Pseudoalteromonas tunicata DSM 14096 (DSMZ, Braunschweig, Germany) and Cyanobium sp. LEGE 10375 were used in this study because they have been described as early colonizers (microfoulers) of marine surfaces [27,28]. Marine P. tunicata was stored at −80 °C in 20% (v/v) glycerol; before experiments, bacteria were spread on the complex marine medium Våatanen Nine Salt Solution (VNSS) prepared according to Holmström et al. [29] and supplemented with 15 g/L agar (VWR International S.A.S., Fontenay-sous-Bois, France), and incubated at 25 °C for 24 h. Then, an overnight culture (16–18 h) of P. tunicata was prepared by transferring colonies from the VNSS agar plate to 150 mL of VNSS broth and incubating at 25 °C, 160 rpm. Cyanobium sp. strain was isolated from the intertidal zone, on a marine sponge, collected in October 2010, at São Bartolomeu do Mar beach (41.57378 N 8.798556 W) located in Esposende, Portugal. This cyanobacterial strain belongs to the Blue Biotechnology and Ecotoxicology Culture Collection (LEGE-CC) deposited at the Interdisciplinary Centre of Marine and Environmental Research (CIIMAR), Porto, Portugal [30]. Cyanobacteria were grown in 750 mL Z8 medium supplemented [31] with 25 g/L of synthetic sea salts (Tropic Marin) and B12 vitamin (Sigma Aldrich, Merck, Saint Louis, MO, USA) under 14 h light (10–30 mol photons/m2/s, λ = 380–700 nm)/10 h dark cycles at 25 °C.

2.4. Biofilm Formation

Biofilm experiments were performed using 12-well microtiter plates (VWR International, Carnaxide, Portugal) under controlled hydrodynamic conditions. Sterilized SilRef and EpoRef coupons were fixed to the microplate wells with double-sided adhesive tape [23]. A P. tunicata suspension at an optical density (OD 610 nm) of 0.1 (which corresponds to 108 cells/mL) was prepared from an overnight culture, while the cyanobacterial culture was centrifuged to remove any traces of the supplemented Z8 medium and the pellet was resuspended in fresh VNSS medium to a final concentration of 108 cell/mL. Subsequently, 3 mL of each cell suspension was added to the wells, and the plates were incubated at 25 °C in an orbital shaker with 25 mm diameter (Agitorb 200ICP, Norconcessus, Ermesinde, Portugal) at 185 rpm under alternate light cycles of 14 h light (10–30 mol photons/m2/s)/10 h dark. According to previous computational fluid dynamic studies performed by the group [23,32], the selected shaking frequency of 185 rpm produces an average shear rate of 40/s and a maximum of 120/s at the plate bottom, including for instance the shear rate estimated for a ship in a harbor (50/s) [33]. Biofilm formation was monitored for seven weeks (49 days) and sampled every seven days. During the incubation period, the culture medium was replaced twice a week. Three independent biofilm formation experiments (biological replicates) were performed with two technical replicates each (two coupons of SilRef or EpoRef).

2.5. Biofilm Analysis

Every seven days, the culture medium was carefully removed, and the coupons were gently washed with 3 mL of 0.85% (v/v) sterile saline solution to remove loosely attached microorganisms. Two coupons from each experimental condition were analyzed regarding (i) the number of biofilm cells, (ii) biofilm wet weight, and (iii) biofilm thickness. Additionally, the biofilm structure was analyzed at day 49 using confocal laser scanning microscopy (CLSM).

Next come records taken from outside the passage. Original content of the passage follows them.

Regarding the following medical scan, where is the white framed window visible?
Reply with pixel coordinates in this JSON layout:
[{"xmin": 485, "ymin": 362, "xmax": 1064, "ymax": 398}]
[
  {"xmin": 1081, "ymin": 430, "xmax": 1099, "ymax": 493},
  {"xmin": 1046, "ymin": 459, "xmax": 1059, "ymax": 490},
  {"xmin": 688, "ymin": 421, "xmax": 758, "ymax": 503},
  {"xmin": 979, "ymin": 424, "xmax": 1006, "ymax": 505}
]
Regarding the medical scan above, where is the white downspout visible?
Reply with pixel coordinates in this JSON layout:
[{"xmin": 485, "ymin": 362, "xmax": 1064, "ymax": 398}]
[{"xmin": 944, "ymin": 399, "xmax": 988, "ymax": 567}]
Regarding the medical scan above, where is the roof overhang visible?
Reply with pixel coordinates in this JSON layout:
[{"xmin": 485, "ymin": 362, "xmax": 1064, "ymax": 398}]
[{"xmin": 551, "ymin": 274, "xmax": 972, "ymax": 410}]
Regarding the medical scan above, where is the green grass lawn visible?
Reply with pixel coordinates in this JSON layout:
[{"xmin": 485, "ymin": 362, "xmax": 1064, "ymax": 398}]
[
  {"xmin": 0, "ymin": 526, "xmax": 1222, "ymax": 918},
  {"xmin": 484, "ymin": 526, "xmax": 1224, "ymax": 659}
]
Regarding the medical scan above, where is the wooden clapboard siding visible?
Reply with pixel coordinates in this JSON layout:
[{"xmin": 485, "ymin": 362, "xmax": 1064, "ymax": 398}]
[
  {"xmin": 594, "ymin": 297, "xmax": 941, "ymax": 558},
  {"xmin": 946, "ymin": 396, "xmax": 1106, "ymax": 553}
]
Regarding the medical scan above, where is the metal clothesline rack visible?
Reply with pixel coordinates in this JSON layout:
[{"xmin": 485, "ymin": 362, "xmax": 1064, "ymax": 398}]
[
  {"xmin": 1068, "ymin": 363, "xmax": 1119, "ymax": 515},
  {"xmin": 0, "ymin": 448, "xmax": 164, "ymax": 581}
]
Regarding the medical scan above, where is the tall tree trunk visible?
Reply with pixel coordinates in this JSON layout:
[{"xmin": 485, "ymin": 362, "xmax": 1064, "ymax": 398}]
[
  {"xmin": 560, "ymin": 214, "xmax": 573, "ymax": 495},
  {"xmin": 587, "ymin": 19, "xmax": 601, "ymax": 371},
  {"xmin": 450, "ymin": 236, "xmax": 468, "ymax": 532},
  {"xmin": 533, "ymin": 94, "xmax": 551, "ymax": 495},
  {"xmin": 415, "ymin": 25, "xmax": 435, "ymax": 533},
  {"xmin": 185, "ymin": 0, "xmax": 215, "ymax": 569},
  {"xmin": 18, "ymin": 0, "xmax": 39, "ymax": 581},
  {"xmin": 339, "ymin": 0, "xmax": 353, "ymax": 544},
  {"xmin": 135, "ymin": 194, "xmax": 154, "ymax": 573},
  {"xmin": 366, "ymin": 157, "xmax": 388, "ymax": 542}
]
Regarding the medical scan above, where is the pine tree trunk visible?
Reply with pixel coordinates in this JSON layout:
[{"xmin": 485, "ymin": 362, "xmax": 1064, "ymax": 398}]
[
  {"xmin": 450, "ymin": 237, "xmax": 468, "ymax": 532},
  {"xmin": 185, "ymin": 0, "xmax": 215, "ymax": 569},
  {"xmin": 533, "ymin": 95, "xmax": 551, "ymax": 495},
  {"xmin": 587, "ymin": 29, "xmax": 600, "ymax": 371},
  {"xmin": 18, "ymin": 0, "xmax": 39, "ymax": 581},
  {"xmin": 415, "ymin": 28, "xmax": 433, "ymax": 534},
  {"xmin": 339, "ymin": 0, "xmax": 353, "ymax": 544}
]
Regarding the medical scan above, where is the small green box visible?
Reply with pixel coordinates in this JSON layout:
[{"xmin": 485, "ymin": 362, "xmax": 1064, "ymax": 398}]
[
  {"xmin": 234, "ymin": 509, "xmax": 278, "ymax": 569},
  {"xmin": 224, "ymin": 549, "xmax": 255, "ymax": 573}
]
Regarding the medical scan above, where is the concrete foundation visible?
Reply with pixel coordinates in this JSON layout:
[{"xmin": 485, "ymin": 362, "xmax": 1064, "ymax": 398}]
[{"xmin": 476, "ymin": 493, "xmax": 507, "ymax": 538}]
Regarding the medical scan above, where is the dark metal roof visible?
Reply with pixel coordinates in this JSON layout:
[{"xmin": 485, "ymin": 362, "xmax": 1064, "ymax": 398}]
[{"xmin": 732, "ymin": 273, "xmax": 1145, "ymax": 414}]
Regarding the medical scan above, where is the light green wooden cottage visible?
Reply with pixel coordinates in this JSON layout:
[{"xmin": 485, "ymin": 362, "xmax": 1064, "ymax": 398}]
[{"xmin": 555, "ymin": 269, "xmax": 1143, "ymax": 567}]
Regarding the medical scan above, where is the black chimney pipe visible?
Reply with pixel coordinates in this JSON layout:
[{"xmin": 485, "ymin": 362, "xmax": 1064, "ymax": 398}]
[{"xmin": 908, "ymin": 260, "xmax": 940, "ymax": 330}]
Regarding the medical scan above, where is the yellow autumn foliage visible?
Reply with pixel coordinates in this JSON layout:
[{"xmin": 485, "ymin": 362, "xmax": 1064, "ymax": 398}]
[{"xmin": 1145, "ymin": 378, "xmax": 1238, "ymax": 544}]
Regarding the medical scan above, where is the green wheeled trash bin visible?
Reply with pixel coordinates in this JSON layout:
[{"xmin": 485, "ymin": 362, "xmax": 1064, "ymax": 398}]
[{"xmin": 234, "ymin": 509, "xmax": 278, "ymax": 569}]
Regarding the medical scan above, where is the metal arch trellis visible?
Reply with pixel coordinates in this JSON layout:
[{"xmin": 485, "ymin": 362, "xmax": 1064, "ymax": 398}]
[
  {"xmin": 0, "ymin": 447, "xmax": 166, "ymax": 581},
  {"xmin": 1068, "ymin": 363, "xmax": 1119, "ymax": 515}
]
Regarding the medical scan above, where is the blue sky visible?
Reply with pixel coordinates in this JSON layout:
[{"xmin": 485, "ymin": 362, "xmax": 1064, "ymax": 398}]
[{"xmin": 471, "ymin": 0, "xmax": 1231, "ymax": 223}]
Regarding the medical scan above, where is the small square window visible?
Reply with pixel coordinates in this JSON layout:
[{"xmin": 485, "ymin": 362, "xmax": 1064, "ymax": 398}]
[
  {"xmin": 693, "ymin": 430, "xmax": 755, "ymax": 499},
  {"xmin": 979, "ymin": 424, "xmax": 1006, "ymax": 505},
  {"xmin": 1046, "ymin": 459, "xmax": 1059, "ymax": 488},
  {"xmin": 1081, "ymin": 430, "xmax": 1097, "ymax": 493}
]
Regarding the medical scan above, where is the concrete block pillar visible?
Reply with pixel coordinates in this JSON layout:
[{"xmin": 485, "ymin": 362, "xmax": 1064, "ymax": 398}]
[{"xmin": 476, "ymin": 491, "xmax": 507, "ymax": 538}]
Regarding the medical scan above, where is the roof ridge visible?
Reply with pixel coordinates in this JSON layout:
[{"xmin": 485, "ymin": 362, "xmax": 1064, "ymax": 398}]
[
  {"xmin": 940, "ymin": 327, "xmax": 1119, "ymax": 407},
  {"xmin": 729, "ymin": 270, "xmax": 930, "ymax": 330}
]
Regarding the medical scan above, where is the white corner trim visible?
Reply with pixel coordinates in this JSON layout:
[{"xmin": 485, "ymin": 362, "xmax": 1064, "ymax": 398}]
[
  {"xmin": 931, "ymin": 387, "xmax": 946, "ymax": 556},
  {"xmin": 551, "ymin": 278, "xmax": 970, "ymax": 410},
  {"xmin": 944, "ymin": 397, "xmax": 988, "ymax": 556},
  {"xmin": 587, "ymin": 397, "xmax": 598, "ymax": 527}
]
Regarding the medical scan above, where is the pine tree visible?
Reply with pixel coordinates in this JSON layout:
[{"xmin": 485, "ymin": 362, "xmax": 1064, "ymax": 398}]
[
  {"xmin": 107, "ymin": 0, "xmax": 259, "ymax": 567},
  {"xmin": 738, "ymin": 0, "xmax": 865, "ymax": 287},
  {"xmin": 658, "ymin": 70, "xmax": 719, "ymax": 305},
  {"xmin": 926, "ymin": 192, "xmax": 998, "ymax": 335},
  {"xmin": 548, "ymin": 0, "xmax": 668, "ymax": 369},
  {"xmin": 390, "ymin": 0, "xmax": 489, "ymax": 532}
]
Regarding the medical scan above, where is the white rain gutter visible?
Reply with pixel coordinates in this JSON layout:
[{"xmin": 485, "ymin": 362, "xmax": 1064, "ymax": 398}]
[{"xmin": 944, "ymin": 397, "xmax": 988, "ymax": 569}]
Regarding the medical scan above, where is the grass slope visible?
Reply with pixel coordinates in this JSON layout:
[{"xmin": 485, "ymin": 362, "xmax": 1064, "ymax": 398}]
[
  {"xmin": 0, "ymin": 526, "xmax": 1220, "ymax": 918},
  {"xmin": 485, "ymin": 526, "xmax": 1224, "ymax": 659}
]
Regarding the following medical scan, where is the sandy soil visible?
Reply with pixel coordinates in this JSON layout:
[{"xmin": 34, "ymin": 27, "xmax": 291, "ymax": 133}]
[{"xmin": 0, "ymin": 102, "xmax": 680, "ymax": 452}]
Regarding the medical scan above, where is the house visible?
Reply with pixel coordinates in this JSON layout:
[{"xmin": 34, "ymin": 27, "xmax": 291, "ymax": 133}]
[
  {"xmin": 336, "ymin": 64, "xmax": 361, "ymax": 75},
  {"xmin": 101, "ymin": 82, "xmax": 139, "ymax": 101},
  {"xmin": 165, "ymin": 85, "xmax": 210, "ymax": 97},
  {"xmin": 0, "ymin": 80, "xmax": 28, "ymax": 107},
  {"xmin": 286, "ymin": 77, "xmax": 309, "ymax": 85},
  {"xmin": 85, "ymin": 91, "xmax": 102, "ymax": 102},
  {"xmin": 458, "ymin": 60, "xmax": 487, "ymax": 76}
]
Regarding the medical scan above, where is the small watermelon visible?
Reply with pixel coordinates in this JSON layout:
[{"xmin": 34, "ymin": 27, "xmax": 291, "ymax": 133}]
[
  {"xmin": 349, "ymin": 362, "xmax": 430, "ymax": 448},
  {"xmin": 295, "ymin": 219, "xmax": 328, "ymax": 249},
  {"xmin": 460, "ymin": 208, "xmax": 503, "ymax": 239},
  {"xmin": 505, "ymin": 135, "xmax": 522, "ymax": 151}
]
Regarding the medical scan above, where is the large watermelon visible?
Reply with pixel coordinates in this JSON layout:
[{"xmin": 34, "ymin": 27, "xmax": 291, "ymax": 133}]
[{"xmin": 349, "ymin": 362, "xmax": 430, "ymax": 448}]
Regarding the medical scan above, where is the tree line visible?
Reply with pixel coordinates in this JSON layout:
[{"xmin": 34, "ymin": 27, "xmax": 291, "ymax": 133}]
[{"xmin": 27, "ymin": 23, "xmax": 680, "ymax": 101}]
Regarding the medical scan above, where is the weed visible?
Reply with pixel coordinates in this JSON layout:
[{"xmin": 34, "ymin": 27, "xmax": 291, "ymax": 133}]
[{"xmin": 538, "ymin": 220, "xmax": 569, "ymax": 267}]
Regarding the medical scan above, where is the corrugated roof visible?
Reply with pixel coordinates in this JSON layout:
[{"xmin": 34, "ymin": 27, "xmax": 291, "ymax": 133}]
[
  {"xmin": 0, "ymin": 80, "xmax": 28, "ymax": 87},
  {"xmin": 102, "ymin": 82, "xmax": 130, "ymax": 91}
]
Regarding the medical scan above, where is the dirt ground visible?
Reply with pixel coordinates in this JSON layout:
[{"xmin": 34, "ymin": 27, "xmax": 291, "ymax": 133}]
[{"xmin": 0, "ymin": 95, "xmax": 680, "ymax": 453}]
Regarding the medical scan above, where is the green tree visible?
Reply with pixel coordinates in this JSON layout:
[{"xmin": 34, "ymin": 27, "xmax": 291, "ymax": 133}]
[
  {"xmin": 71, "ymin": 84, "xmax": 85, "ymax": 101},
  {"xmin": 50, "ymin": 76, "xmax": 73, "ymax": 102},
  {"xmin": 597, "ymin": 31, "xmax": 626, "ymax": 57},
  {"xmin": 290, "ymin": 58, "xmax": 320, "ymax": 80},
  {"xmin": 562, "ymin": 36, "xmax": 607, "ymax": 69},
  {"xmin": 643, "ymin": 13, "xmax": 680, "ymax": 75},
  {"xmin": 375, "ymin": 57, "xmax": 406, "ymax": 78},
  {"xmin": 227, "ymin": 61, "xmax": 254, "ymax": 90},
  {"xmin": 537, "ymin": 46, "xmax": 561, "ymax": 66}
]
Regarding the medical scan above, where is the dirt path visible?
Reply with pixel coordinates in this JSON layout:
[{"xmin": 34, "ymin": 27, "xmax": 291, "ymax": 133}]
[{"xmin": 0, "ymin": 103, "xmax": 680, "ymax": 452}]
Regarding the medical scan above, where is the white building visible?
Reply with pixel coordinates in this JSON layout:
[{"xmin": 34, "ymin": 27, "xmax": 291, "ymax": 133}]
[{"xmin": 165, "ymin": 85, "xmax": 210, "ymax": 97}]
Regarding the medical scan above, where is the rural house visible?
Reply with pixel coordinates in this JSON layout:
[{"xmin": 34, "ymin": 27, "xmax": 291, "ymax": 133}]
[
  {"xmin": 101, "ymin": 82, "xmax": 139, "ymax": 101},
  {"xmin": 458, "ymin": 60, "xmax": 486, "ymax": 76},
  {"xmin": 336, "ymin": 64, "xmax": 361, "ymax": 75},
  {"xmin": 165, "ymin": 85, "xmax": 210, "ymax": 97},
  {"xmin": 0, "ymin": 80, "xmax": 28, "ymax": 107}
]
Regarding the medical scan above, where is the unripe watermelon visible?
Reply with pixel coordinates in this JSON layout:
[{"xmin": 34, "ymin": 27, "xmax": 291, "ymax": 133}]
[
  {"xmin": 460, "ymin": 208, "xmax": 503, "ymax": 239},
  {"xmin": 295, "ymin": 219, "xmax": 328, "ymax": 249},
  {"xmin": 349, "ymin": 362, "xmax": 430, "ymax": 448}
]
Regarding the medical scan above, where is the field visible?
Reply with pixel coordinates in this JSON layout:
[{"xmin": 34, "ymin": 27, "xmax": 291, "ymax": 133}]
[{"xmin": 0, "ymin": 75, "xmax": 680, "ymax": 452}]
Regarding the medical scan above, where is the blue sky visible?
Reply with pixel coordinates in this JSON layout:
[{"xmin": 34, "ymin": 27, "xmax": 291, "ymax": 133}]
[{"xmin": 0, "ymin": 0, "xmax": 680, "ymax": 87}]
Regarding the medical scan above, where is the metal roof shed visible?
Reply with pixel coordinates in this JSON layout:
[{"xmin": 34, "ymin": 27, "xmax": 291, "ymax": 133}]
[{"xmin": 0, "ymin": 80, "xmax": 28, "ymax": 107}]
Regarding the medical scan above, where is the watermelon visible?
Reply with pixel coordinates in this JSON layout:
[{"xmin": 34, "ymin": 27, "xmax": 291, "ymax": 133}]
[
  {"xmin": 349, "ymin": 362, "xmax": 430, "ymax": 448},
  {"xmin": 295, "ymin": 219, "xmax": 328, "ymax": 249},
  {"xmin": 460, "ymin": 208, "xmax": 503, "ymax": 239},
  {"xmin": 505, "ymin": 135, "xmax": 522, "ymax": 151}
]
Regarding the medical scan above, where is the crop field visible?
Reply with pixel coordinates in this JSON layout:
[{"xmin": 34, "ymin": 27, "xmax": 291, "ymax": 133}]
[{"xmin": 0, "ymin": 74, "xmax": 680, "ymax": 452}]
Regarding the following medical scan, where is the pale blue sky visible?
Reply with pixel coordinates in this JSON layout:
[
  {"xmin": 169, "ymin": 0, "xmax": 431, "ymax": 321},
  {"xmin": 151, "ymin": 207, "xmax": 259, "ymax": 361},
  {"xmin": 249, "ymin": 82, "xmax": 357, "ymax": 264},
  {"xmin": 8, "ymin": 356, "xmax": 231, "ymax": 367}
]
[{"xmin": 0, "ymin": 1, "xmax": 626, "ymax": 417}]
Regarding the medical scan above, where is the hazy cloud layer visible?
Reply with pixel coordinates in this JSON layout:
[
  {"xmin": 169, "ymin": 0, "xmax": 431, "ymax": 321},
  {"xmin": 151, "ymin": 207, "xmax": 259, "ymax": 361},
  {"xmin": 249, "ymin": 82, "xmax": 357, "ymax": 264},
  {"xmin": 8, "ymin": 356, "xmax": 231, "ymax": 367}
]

2.5.1. Biofilm Cell Counting and Wet Weight

For cell counting, coupons were taken out of the wells, dipped in 2 mL of 0.85% (v/v) sterile saline solution and vortexed for 3 min at maximum power to release biofilm cells. Then, 10 μL of each cell suspension was placed on each side of a Neubauer chamber and observed in a brightfield microscope (Nikon Eclipse LV100 microscope, Nikon Corporation, Tokyo, Japan).
To assess the wet weight of biofilms, coupons were removed from the wells with a tweezer and weighted on an analytical balance. The biofilm wet weight was determined by the difference between the initial weight of coupon (before inoculation) and the weight measured on the sampling day.

2.5.2. Biofilm Thickness

Biofilm thickness was assessed through optical coherence tomography (OCT) (Thorlabs Ganymede Spectral Domain Optical Coherence Tomography system, Thorlabs GmbH, Dachau, Germany) with a central wavelength of 930 nm. Before biofilms were imaged, the culture medium was carefully removed from the microplate wells, the coupons were gently washed, and the wells were filled with 3 mL of 8.5 g/L sodium chloride sterile solution. Since biofilms are essentially composed of water [34], the established refractive index was 1.40, close to the refractive index of water (1.33). At each sampling day, a minimum of five different fields of view (2D images) per material and microorganism were analyzed and captured. Image analysis was performed using a routine developed in the Image Processing Toolbox from MATLAB 8.0 and Statistics Toolbox 8.1 (The MathWorks, Inc., Natick, MA, USA), as described by Romeu et al. [35].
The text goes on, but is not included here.